Square Watermelons - Gastro Obscura

Fruits & Vegetables

Square Watermelons

They grow in boxes and can cost more than $100.

Yes, square watermelons are real—and they’re really expensive. Topped with bows, they can command prices above $100 in Japanese stores and as high as $860 abroad. 

Square watermelons don’t come from special seeds. They’re regular melons that were placed inside boxes while growing. The resulting shape makes the fruit easier to transport, cut, and store. Square watermelons sit neatly in small Japanese refrigerators, and they also fit a tradition of giving beautiful, expensive fruits as gifts. 

The city of Zentusji in Kagawa prefecture is the center of Japan’s square watermelon industry, and many reports credit a local farmer with developing the idea in the 1980s. However, in 1978, a Japanese horticulturist and artist named Tomoyuki Ono applied to patent a “molding process for a natural fruit.” Ono found that a melon placed in a “transparent molding frame” would grow to fit the enclosure, and he showed off his handiwork in a gallery exhibition. When square watermelons hit the market in 1979, they sold for around $20 in Tokyo, compared to $9 for an old-fashioned oval melon, according to a United Press International report at the time. 

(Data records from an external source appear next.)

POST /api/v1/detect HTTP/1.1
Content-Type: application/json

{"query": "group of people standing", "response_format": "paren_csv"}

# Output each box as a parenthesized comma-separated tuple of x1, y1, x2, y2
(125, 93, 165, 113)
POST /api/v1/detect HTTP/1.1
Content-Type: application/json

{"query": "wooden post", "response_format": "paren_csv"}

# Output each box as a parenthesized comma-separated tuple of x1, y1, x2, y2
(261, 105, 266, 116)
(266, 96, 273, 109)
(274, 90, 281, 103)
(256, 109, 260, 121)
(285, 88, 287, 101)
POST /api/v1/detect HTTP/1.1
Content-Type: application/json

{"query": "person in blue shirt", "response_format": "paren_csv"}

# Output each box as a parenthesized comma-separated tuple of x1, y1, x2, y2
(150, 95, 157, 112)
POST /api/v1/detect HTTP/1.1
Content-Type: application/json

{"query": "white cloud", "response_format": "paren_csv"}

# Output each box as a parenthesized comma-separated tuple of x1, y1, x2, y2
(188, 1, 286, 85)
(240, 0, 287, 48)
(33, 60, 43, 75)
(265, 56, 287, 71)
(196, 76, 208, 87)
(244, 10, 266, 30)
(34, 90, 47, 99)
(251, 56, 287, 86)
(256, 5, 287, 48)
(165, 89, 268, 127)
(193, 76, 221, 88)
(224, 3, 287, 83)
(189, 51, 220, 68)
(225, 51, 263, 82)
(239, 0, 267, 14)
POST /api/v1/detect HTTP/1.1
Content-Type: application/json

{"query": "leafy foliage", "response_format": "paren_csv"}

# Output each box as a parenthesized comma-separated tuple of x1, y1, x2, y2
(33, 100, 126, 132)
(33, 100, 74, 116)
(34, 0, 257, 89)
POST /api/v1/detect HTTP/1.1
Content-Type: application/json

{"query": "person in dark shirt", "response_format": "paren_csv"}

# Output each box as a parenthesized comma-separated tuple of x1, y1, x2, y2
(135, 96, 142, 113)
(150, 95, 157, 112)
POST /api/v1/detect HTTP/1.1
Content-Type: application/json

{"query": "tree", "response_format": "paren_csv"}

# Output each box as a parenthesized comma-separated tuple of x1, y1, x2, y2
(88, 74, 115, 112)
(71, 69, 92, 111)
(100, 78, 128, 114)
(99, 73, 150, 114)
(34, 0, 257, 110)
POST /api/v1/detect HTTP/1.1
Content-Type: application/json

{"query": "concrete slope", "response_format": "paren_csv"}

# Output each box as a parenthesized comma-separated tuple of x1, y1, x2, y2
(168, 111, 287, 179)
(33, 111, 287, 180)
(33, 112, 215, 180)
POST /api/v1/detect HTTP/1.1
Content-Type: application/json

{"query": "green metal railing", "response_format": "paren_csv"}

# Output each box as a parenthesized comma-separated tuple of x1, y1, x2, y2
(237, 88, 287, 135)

Though Ono’s patent claimed that the “taste of the molded fruit is no less than that of a natural fruit,” today’s square watermelons are typically better to look at than they are to eat. They’re harvested before they’re fully ripe and mostly serve as decorative gifts.

Not satisfied with a plain, old square watermelon? You can also find pyramid and heart-shaped varieties.